Lee A B, Pitcher-Wilmott R W
Int J Pediatr Otorhinolaryngol. 1982 Aug;4(3):209-14. doi: 10.1016/0165-5876(82)90002-7.
The clinical histories, chest X-ray appearances, skin prick test results, pulmonary function and IgE levels of 20 patients with cystic fibrosis (C.F.) complicated by nasal polyps have been compared with those of 97 C.F. controls.
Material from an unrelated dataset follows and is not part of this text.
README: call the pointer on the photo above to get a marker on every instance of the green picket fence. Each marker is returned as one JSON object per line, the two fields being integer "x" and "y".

The patients who had developed polyps had a different clustering of symptoms to the controls with heavier birthweights, later presentations, milder gastrointestinal symptoms in infancy, less infection with Staphylococcus aureus and better vital capacities. There was no evidence on history, skin testing or IgE levels that the polyps patients were more allergic. It is likely, therefore, that nasal polyps in C.F. are due to a primary effect of the C.F. gene, although they could also be the effect of chronic nasal infection.
对20例合并鼻息肉的囊性纤维化(C.F.)患者与97例C.F.对照者的临床病史、胸部X线表现、皮肤点刺试验结果、肺功能和IgE水平进行了比较。发生鼻息肉的患者与对照组的症状群不同,其出生体重较重、就诊较晚、婴儿期胃肠道症状较轻、金黄色葡萄球菌感染较少且肺活量较好。从病史、皮肤试验或IgE水平来看,没有证据表明息肉患者更易过敏。因此,C.F.患者的鼻息肉可能是C.F.基因的原发性作用所致,尽管也可能是慢性鼻感染的结果。